L’enjeu se déplace vers l’état des lieux contradictoire. L’expert mandaté distingue l’usure normale, admise sans facturation, des dommages non réparés qui pèsent sur la valeur de revente. Les frais de remise en état appliqués par les sociétés de leasing dépassent souvent les tarifs d’un carrossier indépendant, ce qui justifie de faire réparer les défauts esthétiques avant la restitution plutôt qu’après. Le dépassement du forfait kilométrique se facture au centime près, selon un barème inscrit au contrat.

Vendre ou transférer le véhicule en cours de contrat
Un locataire ne vend pas ce qu’il ne possède pas.

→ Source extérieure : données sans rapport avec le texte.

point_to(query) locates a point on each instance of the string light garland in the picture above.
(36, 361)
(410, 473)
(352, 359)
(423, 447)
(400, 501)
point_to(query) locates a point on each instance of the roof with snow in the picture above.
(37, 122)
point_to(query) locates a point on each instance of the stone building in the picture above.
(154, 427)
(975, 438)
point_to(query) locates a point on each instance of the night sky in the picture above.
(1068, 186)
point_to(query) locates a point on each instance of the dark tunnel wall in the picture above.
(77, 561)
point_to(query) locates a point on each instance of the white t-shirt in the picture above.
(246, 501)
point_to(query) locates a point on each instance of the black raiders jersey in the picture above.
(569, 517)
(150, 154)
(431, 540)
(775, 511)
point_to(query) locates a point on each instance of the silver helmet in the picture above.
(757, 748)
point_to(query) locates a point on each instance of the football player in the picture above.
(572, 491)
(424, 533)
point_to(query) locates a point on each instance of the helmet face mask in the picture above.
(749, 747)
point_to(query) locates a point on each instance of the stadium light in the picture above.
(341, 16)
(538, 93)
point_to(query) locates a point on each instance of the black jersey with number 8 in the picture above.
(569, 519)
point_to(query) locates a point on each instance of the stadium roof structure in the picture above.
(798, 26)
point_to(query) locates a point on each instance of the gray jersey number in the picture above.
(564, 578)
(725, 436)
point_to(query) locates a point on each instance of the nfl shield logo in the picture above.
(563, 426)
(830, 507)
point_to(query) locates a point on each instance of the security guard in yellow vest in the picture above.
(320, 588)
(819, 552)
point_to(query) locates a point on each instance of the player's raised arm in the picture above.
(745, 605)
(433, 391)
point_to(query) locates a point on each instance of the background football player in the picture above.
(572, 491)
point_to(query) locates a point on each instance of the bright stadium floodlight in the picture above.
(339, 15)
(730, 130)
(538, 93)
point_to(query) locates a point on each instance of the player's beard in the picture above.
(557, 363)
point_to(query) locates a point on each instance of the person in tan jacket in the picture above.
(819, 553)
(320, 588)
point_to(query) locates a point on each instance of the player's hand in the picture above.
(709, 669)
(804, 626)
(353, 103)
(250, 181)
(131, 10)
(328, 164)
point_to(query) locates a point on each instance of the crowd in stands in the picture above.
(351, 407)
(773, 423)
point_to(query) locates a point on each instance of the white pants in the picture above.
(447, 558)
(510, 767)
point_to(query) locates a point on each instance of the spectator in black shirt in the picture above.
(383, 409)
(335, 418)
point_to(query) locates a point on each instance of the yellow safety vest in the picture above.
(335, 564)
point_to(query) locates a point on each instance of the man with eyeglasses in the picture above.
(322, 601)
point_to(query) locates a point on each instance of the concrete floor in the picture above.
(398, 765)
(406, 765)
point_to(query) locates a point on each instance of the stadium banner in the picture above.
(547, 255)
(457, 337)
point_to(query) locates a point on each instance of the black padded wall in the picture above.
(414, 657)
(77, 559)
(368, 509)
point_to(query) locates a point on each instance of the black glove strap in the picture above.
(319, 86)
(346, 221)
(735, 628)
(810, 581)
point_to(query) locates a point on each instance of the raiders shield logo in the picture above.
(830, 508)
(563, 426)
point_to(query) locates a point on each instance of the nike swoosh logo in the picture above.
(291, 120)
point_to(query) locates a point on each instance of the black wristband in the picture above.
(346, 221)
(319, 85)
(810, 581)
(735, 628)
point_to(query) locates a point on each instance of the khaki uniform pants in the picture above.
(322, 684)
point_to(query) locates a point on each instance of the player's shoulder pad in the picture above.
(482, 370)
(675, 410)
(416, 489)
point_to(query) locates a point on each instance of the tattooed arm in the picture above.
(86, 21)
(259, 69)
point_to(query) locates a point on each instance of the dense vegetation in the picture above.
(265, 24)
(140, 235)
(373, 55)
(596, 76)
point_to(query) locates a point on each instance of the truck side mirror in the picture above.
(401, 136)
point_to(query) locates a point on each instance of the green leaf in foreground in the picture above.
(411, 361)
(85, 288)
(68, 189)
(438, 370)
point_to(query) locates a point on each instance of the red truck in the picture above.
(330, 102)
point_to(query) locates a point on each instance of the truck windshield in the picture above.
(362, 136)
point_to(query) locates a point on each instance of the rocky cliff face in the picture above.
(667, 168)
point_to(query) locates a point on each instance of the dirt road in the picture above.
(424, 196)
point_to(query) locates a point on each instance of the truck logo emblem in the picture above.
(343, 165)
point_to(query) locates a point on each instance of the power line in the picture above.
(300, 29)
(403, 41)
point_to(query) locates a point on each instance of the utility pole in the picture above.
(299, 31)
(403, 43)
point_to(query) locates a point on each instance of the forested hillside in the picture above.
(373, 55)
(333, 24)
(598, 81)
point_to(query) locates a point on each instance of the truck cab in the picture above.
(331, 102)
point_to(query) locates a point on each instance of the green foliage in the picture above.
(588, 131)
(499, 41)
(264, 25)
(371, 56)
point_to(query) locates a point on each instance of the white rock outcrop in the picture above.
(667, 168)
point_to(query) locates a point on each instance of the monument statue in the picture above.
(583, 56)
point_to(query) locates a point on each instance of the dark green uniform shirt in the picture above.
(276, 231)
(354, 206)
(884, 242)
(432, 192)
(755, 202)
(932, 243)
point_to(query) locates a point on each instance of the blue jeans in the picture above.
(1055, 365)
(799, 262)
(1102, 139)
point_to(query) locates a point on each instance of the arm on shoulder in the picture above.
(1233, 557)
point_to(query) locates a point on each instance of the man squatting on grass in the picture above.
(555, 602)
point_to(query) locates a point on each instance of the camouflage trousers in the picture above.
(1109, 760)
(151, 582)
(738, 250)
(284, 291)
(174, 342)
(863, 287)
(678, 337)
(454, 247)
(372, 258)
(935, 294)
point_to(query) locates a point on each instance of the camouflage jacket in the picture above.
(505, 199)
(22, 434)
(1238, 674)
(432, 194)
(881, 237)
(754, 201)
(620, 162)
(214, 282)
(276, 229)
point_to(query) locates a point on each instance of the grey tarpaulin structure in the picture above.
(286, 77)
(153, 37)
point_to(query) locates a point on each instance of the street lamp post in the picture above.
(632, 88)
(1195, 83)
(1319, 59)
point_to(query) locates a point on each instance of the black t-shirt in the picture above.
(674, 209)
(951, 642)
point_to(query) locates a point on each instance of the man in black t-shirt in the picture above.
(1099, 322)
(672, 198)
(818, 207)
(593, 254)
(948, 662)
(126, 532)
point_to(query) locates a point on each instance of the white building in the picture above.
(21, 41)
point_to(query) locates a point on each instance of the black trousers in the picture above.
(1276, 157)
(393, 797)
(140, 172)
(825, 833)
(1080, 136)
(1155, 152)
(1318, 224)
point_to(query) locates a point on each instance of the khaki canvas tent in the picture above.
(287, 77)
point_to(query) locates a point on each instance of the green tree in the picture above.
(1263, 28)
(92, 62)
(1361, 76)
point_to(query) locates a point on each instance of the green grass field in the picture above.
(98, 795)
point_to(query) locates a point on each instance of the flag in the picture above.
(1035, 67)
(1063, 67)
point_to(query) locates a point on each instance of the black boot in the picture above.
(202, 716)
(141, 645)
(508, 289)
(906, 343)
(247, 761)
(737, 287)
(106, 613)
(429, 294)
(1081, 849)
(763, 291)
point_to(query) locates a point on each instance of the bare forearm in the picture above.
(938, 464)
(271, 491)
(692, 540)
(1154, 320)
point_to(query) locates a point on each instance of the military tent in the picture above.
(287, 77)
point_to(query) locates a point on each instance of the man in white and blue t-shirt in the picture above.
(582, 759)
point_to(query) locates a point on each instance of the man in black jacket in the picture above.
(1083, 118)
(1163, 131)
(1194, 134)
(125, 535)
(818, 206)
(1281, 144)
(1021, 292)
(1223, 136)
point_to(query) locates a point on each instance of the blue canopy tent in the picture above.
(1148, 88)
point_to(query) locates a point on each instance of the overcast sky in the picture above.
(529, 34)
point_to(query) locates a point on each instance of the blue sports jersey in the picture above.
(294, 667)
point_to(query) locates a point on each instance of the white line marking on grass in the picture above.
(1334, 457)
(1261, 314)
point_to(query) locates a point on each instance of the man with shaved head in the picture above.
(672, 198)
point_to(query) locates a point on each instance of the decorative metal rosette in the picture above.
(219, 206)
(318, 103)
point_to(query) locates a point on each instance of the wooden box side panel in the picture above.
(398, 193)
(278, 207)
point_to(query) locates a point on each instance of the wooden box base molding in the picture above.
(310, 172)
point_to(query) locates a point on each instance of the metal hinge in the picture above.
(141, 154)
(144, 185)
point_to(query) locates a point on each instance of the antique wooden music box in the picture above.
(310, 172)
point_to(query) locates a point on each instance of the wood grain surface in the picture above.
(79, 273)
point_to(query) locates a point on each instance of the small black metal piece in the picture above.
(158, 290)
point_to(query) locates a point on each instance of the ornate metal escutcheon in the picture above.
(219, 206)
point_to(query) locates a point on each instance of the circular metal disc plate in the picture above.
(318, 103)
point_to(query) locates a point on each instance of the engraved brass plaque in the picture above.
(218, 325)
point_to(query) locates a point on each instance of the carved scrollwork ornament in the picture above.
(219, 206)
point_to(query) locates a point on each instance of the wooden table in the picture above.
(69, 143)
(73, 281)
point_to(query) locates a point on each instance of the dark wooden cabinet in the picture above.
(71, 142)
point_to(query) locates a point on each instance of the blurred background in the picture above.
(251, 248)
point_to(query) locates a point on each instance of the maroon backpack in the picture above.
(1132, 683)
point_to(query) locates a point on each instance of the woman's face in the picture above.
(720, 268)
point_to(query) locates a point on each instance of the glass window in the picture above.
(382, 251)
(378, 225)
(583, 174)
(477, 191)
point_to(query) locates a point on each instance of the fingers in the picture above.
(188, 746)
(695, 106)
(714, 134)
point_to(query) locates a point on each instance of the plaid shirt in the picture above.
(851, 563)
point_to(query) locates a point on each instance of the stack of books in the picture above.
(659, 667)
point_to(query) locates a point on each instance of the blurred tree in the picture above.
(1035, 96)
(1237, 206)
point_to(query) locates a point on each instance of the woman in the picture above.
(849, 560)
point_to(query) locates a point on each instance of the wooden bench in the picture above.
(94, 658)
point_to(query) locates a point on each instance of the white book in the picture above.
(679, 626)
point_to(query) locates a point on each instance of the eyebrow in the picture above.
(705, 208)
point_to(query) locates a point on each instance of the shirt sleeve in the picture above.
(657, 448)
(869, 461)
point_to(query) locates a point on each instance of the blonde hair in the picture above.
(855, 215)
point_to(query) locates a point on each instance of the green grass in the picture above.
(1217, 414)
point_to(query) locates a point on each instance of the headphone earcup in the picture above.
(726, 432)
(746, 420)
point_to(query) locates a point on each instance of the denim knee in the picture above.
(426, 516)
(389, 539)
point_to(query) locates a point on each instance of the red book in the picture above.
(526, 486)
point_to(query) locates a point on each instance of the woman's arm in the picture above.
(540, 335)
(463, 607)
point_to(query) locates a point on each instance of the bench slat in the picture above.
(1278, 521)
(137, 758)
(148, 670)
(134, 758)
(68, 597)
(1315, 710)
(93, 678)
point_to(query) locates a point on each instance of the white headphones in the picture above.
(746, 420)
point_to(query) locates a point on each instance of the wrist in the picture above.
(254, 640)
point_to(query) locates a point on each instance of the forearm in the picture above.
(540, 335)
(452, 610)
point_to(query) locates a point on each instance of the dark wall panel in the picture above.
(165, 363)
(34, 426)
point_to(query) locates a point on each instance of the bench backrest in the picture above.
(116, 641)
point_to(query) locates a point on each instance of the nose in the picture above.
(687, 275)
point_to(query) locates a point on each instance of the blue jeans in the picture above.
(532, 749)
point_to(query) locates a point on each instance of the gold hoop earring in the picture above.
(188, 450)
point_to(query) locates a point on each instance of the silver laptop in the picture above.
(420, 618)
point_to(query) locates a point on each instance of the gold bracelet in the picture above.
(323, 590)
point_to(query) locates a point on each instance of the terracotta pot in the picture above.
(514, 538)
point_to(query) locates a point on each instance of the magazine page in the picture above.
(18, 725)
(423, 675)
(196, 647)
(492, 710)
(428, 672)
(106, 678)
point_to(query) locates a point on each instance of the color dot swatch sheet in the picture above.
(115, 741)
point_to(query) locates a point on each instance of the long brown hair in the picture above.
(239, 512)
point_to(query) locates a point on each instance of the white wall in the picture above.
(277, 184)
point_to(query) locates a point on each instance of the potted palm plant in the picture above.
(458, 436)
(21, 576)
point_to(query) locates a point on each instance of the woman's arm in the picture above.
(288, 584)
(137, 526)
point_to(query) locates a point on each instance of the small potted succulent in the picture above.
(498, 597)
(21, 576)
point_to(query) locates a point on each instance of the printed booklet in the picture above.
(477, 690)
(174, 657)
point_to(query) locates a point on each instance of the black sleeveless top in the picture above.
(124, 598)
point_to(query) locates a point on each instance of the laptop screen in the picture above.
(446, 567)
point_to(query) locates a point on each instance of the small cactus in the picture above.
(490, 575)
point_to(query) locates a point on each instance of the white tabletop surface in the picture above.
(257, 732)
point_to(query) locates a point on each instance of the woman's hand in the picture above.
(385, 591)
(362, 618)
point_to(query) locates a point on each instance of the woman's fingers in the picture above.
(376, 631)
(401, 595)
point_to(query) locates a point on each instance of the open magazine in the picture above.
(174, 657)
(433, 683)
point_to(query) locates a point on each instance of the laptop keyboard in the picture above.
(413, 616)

Signer une déclaration de cession sur un véhicule en cours de leasing est juridiquement impossible et pénalement risqué : le titre porte le nom du loueur, aucun acheteur n’obtiendra jamais de certificat à son nom.
Deux voies légales existent, selon la formule.
En LOA, le contrat prévoit presque toujours une levée d’option anticipée. Vous demandez au loueur le décompte de rachat à date, vous soldez, vous devenez propriétaire, puis vous revendez librement. Deux changements de titulaire s’enchaînent, avec deux cartes grises à financer : le calcul mérite d’être posé avant de s’engager, surtout si la valeur de rachat dépasse la cote du marché.
En LLD, seul le transfert de contrat existe. Un repreneur accepte de poursuivre les loyers jusqu’au terme, le loueur valide sa solvabilité, puis fait modifier le repère C.4.1 pour y porter le nouveau locataire. La démarche donne lieu à l’édition d’un nouveau titre, avec la taxe de gestion et la redevance d’acheminement en vigueur, et des frais de dossier propres au loueur.
Dans les deux cas, l’accord écrit du loueur conditionne tout. Une reprise arrangée entre particuliers, sans passage par la société de financement, laisse le locataire d’origine seul débiteur des loyers et seul responsable au regard du certificat.

Les vérifications qui évitent les mauvaises surprises
Quelques réflexes suffisent à écarter la majorité des litiges observés en fin de contrat :
- contrôler dès la livraison que votre nom figure bien au C.4.1, orthographe comprise ;
- conserver une copie numérique du certificat, l’original devant rester à bord ;
- signaler tout déménagement au loueur avant de déposer la moindre demande ;
- réclamer par écrit le décompte de rachat anticipé, jamais par téléphone ;
- photographier le véhicule sous tous les angles le jour de la restitution.
Prochaine étape : relisez le repère C.4.1 de votre certificat et l’article du contrat consacré aux frais de traitement des avis de contravention. Ces deux lignes expliquent la quasi-totalité des mauvaises surprises rencontrées pendant un leasing.